Final answer:
The particle crosses the origin at approximately 0.816 seconds and momentarily stops at 0 seconds. It passes through the origin at approximately -0.816 seconds in the negative direction and at approximately 0.816 seconds in the positive direction.
Step-by-step explanation:
(a) To find when the particle crosses the origin, we can set x(t) = 0 and solve for t. In this case, we have 4.00 - 6.00t^2 = 0. Solving for t, we get t = ±sqrt(4/6) ≈ ±0.816. Since we are dealing with time, we can ignore the negative solution. Therefore, the particle crosses the origin at t ≈ 0.816 seconds.

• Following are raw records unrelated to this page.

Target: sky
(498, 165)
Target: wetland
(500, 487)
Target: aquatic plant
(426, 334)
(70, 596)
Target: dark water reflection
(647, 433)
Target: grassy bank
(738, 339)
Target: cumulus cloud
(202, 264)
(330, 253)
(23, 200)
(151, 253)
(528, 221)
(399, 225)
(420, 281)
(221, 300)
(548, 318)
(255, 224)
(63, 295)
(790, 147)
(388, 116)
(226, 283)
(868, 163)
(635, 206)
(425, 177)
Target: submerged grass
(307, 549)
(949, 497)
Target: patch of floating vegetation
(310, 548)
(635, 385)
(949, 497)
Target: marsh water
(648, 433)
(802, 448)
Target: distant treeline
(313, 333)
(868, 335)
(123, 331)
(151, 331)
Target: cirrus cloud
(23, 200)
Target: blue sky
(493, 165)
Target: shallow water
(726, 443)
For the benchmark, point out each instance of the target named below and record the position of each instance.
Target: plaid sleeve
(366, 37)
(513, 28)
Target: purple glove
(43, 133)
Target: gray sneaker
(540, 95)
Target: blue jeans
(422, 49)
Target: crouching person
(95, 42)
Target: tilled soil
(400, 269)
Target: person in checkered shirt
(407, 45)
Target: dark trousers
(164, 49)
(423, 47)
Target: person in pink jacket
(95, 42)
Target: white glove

(b) To find where the particle momentarily stops, we need to find when the velocity is zero. The velocity function v(t) is the derivative of the position function x(t). Taking the derivative of x(t) = 4.00 - 6.00t^2, we get v(t) = -12.00t. Setting v(t) = 0, we get t = 0. Therefore, the particle momentarily stops at t = 0 seconds.
(c) To find the negative time when the particle passes through the origin, we need to find when x(t) = 0 for negative values of t. Since the position function is symmetric with respect to the origin, the particle passes through the origin at the same magnitude of time but in the negative direction, so at t ≈ -0.816 seconds.
(d) To find the positive time when the particle passes through the origin, we need to find when x(t) = 0 for positive values of t. Again, since the position function is symmetric with respect to the origin, the particle passes through the origin at the same magnitude of time but in the positive direction, so at t ≈ 0.816 seconds.